Restou suficientemente demonstrado que a vítima inclusive assinou uma promissória no valor exigido, ou seja, R$20.000,00, para evitar que se tornasse público o local onde se refugiava em razão da existência de mandado de prisão contra si.

A respeito, ressalte-se que a participação do denunciado Moisés no delito é inafastável, sendo que toda sua movimentação, desde a vinda do ofendido para sua residência no interior, amolda-se perfeitamente ao modus operandi eleito em conluio com o co-réu Antônio, destacando-se que foi o próprio recorrente Moisés quem efetivamente procurou informações acerca da existência de mandado de prisão em desfavor da vítima, como se constata do depoimento da testemunha Juliano Pardim Duarte, in verbis:

“(…) que o Moisés, ainda lhe contando o ocorrido, lhe disse que estranhou a atitude da vítima Herval, porque este ao passar muitos dias na residência do Moisés não ligava e nem mantinha contato com seus familiares, vindo até a pessoa do depoente narrar o ocorrido e procurar saber se tinha alguma coisa com relação à pessoa da vítima Herval na polícia; (…) que passados alguns dias o depoente procurou a pessoa do acusado Moisés e lhe perguntou o que tinha acontecido com a vítima Herval, tendo o Moisés lhe informado que já estava tudo resolvido; (…) pelo que foi alegado a vítima estaria sendo presa ilegalmente pelos acusados Moisés e Antônio Dimas; (…)” (f. 324-325).


Desta forma, não há que falar em uma simples “combinação” entre a vítima e os recorrentes, considerando que estes se aproveitaram da situação periclitante do ofendido, descobrindo haver contra ele um mandado de prisão a ser cumprido, para ameaça-lo gravemente e obter indevida vantagem patrimonial.

Nesse particular, o apelante Moisés, que já possuía antigo conhecimento com o sujeito passivo, passou informações ao primeiro recorrente de que a vítima era pessoa abonada economicamente, mostrando-se conveniente hospedá-lo em sua residência para atingir o objetivo planejado.

De acordo com as declarações do apelante Antônio na fase de inquérito, temos:

“(…) Que Moisés disse ‘se a gente puder dar uma mão para ele, dá pra ganhar um dinheiro em cima’; que Moisés disse ainda, ‘nós podemos pedir uns R$20.000,00 (vinte mil reais), que ele tem bastante dinheiro, tem casa que vale oitocentos mil, tem apartamento, tem barco, tem terreno aqui em Munhoz’ (…)” (f. 20).

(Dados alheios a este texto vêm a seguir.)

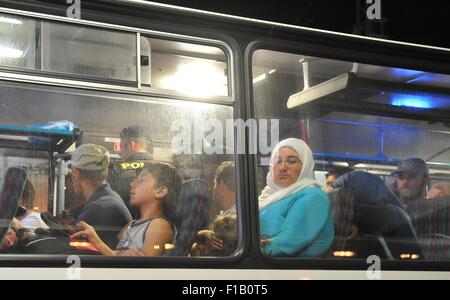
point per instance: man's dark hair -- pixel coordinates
(166, 175)
(338, 171)
(225, 172)
(139, 135)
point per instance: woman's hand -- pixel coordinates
(210, 239)
(133, 252)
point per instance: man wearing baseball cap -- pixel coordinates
(135, 149)
(412, 180)
(101, 207)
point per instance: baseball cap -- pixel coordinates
(412, 165)
(90, 157)
(136, 131)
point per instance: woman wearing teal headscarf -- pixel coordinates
(295, 214)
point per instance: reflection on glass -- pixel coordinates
(191, 69)
(17, 42)
(89, 51)
(372, 126)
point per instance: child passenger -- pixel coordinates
(154, 192)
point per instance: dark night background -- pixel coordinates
(423, 22)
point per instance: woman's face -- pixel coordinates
(287, 167)
(143, 188)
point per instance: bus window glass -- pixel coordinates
(18, 39)
(363, 162)
(191, 69)
(88, 51)
(168, 173)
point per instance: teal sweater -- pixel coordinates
(300, 225)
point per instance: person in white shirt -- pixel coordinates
(29, 218)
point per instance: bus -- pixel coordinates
(211, 88)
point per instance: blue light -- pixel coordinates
(413, 101)
(406, 73)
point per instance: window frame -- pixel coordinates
(233, 100)
(98, 83)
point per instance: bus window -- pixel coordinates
(191, 69)
(19, 40)
(42, 126)
(388, 128)
(88, 51)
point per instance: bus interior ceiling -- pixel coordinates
(370, 141)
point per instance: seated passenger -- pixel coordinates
(295, 214)
(378, 210)
(29, 218)
(441, 189)
(154, 192)
(224, 197)
(100, 207)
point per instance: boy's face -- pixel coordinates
(143, 189)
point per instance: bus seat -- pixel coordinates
(192, 215)
(430, 218)
(342, 202)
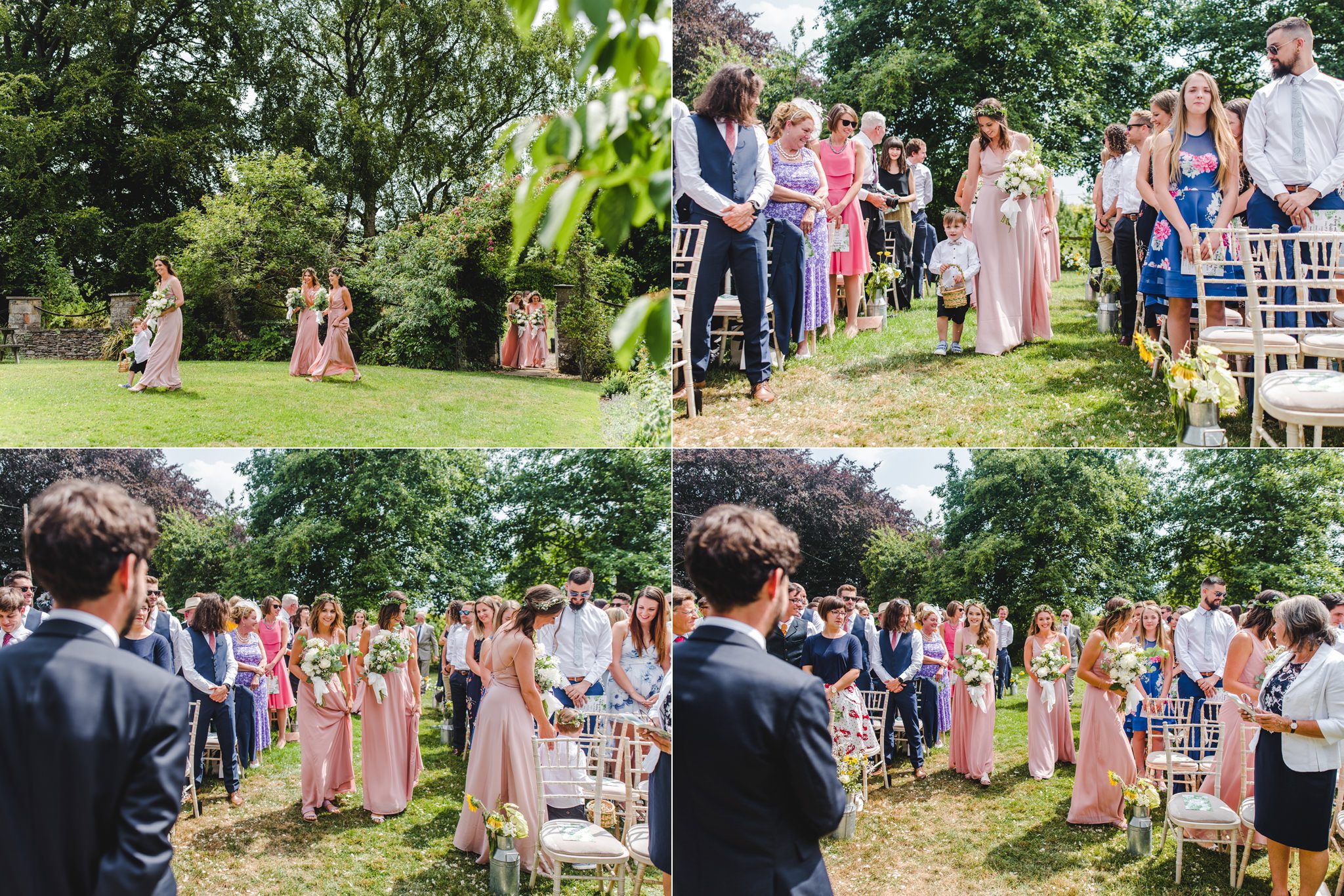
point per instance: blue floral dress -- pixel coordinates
(1199, 198)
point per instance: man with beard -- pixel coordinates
(581, 641)
(112, 724)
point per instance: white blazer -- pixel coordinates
(1316, 695)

Conforme bem registrado pelo MM. Juiz sentenciante:

“Assim, Moisés, conhecedor da vida pessoal e financeira da vítima, vivenciando o seu sofrimento e suas dificuldades, aproveitou da oportunidade e combinou com o Antônio a prática do crime. Repise-se, que o único liame entre a vítima e o acusado é o acusado Moisés, pois a vítima não conhecia Antônio e vice-versa. Ademais, como Antônio Dimas soube da presença da vítima na casa de Moisés? Não existe alternativa, salvo a de que Moisés, conhecedor da vida da vítima, teria arquitetado a extorsão, obtendo ajuda de Antônio” (f. 373).

Não há que falar em suposta contradição entre os depoimentos testemunhais como argumentado pelo segundo apelante, sendo a prova coligida na instrução criminal bastante para apontar a autoria delitiva dos dois denunciados, conforme ressaltado, ressaltando que pequenas incongruências observadas entre os prestados na fase de inquérito e aqueles verificados no contraditório não conduzem à ineficácia da prova, como manifesta reiterada jurisprudência:

(TACRIM SP. AC. 328850 – Rel. Aroldo Viotti, DJ. 09.12.98).

“PROVA TESTEMUNHAL. VERSÕES DIVERSAS APRESENTADAS NO AUTO DE PRISÃO EM FLAGRANTE E NO DEPOIMENTO JUDICIAL, QUE NÃO INCIDEM SOBRE ELEMENTO ESSENCIAL DO FATO. EFICÁCIA. PREVALÊNCIA DO RELATO APRESENTADO EM JUÍZO. NECESSIDADE: – O oferecimento de relato diverso daquele apresentado no auto de prisão em flagrante em nada compromete a validade do depoimento judicial quando a divergência não incide sobre elemento essencial do fato, sendo certo que deve prevalecer a versão testemunhal apresentada em juízo, sob as garantias do contraditório.”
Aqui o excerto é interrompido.